In response to these ballooning costs, corporate leaders are shifting their focus from broad, unstructured experimentation toward strict financial governance and the discipline of AI unit economics[4][12]. Walmart’s transition to a token cap for Code Puppy represents a calculated move to transition AI from an untracked overhead expense into a metered, manageable utility[12]. By assigning a fixed budget of tokens to employees, the company forces team managers to treat AI compute as a finite resource, enabling them to run internal chargebacks, optimize prompting behaviors, and prioritize workflows that yield clear business value[12]. To support this transition, Walmart has issued updated guidance and training programs to help employees identify when to deploy advanced AI agents and when to utilize lower-cost, conventional software tools[6][4]. Rather than discouraging the use of artificial intelligence, these measures aim to cultivate a culture of fiscal responsibility, ensuring that every token burned is tied directly to a tangible gain in productivity or operational efficiency[1][4].

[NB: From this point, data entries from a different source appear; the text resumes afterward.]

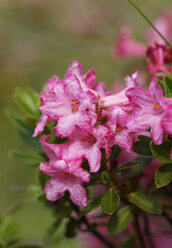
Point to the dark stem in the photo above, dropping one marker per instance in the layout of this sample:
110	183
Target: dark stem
139	232
167	217
94	232
147	231
150	23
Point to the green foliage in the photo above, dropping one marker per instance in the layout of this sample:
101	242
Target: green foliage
134	167
110	201
28	101
28	158
8	232
163	175
162	152
168	86
91	206
120	220
147	203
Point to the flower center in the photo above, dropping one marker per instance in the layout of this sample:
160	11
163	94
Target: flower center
75	105
157	106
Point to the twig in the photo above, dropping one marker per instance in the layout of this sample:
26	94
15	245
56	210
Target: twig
94	232
150	23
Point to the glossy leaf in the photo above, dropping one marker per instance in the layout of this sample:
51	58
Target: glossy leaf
110	202
163	175
147	203
168	86
134	167
120	220
91	206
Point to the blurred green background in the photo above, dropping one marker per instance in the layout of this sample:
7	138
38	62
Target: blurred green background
40	38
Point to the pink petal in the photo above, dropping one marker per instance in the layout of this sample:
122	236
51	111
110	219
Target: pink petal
167	121
74	68
90	77
40	125
54	189
78	195
93	155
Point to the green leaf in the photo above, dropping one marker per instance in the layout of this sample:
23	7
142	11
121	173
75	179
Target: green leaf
142	148
18	122
91	206
168	85
28	101
30	141
120	220
134	167
27	158
163	175
162	152
109	201
147	203
70	228
129	242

The current wave of token rationing across corporate America marks a healthy and necessary maturation phase for the generative AI market[1][12]. The era of unrestricted, consequence-free AI exploration is drawing to a close, replaced by a pragmatism that requires technological innovation to justify its spot on the corporate balance sheet[1][2]. As giants like Walmart, Uber, and Microsoft establish more rigid boundaries and cost-control systems, they are helping to define the true commercial value of large language models in the enterprise[1][3]. Ultimately, the long-term viability of corporate artificial intelligence will not depend on how many tokens an organization can consume, but on how efficiently and strategically those tokens are converted into sustainable economic value[4][12].